BAY AREA HOMEOWNERS REMAIN THE NATION’S MOST EQUITY-RICH
For the second straight quarter, homeowners in the Bay Area’s two largest cities have more equity in their properties than those in any other major U.S. metro area.

RealtyTrac’s Q3 2015 U.S. Home Equity & Underwater Report says that 19.2 percent of American homeowners with a mortgage are equity-rich, meaning that they have at least 50 percent equity in their properties. The number of equity-rich owners was down on both a quarterly and yearly basis, which company Vice President Daren Blomquist attributed to homeowners refinancing, moving up, or cashing out of the market entirely.

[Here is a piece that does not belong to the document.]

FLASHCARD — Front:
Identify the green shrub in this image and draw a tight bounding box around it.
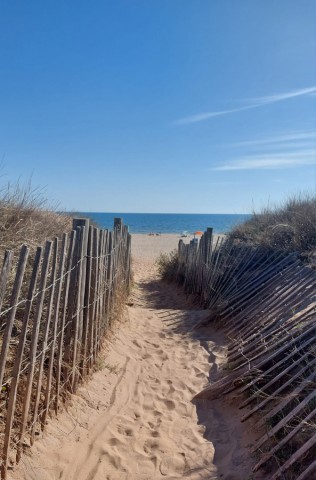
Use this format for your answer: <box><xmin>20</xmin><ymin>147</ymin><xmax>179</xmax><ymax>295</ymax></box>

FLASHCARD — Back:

San Jose had the most equity-rich homeowners in the country, at 43.9 percent, nearly identical to second-quarter numbers. San Francisco followed in the No 2. position with 37.9 percent of homeowners classified as equity-rich. Both cities ranked in the same position in RealtyTrac’s second-quarter report.


CALIFORNIA EQUITY SALES CLIMB TO EIGHT-YEAR HIGH
Homeowners in the aforementioned Bay Area cities are helping drive up the number of equity sales across the state, while distressed transactions are moving in the opposite direction.

In a recent report, the California Association of Realtors says that equity sales accounted for 94.1 percent of all transactions in September, up from 91.3 percent one year ago and the highest since the fall of 2007. Distressed property sales, including short sales and REOs, dropped on a yearly basis, from 8.7 percent in 2014 to 5.9 percent this year.

San Mateo County had the second-fewest distressed sales in the state, at 1.0 percent, followed by San Francisco and Santa Clara counties, both at 1.3 percent. Mendocino County boasted the state’s lowest rate of distressed sales, putting up a goose egg.